Et puis ce furent les carabiniers, des vrais, bien équipés, il y avait même une voiture blindée, des armes, des grésillements de radio. On passait d’un seul coup dans la technique guerrière à odeur d’ozone et de graisse d’arme, des regards lourds, soupçonneux. On emporta son passeport et elle dut attendre, comme les Allemands de la Volvo, en fumant un cigarillo. Là il y avait des popotes, une file de gens résignés qui venaient chercher de la nourriture chaude.

— Où allez-vous ?

— Là où les autres ne vont pas, dit-elle avec une certaine emphase.

— Vous ne passerez pas. Si vous visez les hameaux de montagne c’est inutile, même les hélicoptères avec cette neige ne peuvent les atteindre.

— Je vais essayer.

— C’est le Sénat américain qui a payé tout ça ?

— Non, seulement les démocrates américains de Rome, dit-elle.

De toute façon tout se savait malgré l’absence de moyens de communication. Mais depuis qu’elle était dans le Triangle de la désolation elle ne parlait plus du village de Dioni.

— Je ne devrais pas vous laisser repartir, dit l’officier.

— Je sais, mais je vais quand même aller là-bas.
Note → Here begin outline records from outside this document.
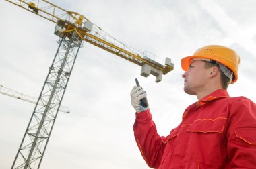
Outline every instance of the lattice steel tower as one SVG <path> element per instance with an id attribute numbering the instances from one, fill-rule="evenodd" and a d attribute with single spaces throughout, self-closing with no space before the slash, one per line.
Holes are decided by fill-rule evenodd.
<path id="1" fill-rule="evenodd" d="M 78 13 L 66 11 L 46 0 L 6 1 L 56 23 L 55 34 L 61 38 L 12 169 L 40 168 L 84 41 L 141 66 L 141 75 L 147 77 L 152 74 L 156 76 L 156 82 L 162 80 L 162 74 L 173 70 L 174 64 L 170 58 L 159 62 L 156 56 L 141 52 L 118 41 Z"/>

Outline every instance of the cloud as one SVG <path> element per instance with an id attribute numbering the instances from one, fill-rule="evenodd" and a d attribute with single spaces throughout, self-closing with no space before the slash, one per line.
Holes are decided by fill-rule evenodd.
<path id="1" fill-rule="evenodd" d="M 139 75 L 139 66 L 84 42 L 62 103 L 71 112 L 59 113 L 41 168 L 148 168 L 133 135 L 129 93 L 134 79 L 147 91 L 158 132 L 167 135 L 196 101 L 183 93 L 180 60 L 202 46 L 221 44 L 238 51 L 240 76 L 230 94 L 255 101 L 256 21 L 250 2 L 240 9 L 237 2 L 222 1 L 53 1 L 84 14 L 129 46 L 170 57 L 175 67 L 156 84 L 154 76 Z M 0 11 L 0 84 L 38 97 L 58 46 L 55 25 L 6 1 L 0 5 L 5 7 Z M 0 168 L 7 168 L 34 105 L 5 95 L 0 103 L 0 157 L 5 159 Z"/>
Si la caravane ne peut pas monter je prendrai la voiture, et si la voiture elle-même s’arrête j’irai à pied… Il faut quand même qu’ils voient quelqu’un après tant de jours.

Il soupira.

— Ici on a trop de tout mais c’est gaspillé, volé, revendu… Allez-vous-en très vite et désormais faites attention. Tout est possible maintenant. Même le pire.

— Je serai prudente.

Elle s’enfonça dans la nuit, la neige de plus en plus épaisse, les hauteurs qui formaient un barrage aussi inquiétant que ceux des hommes.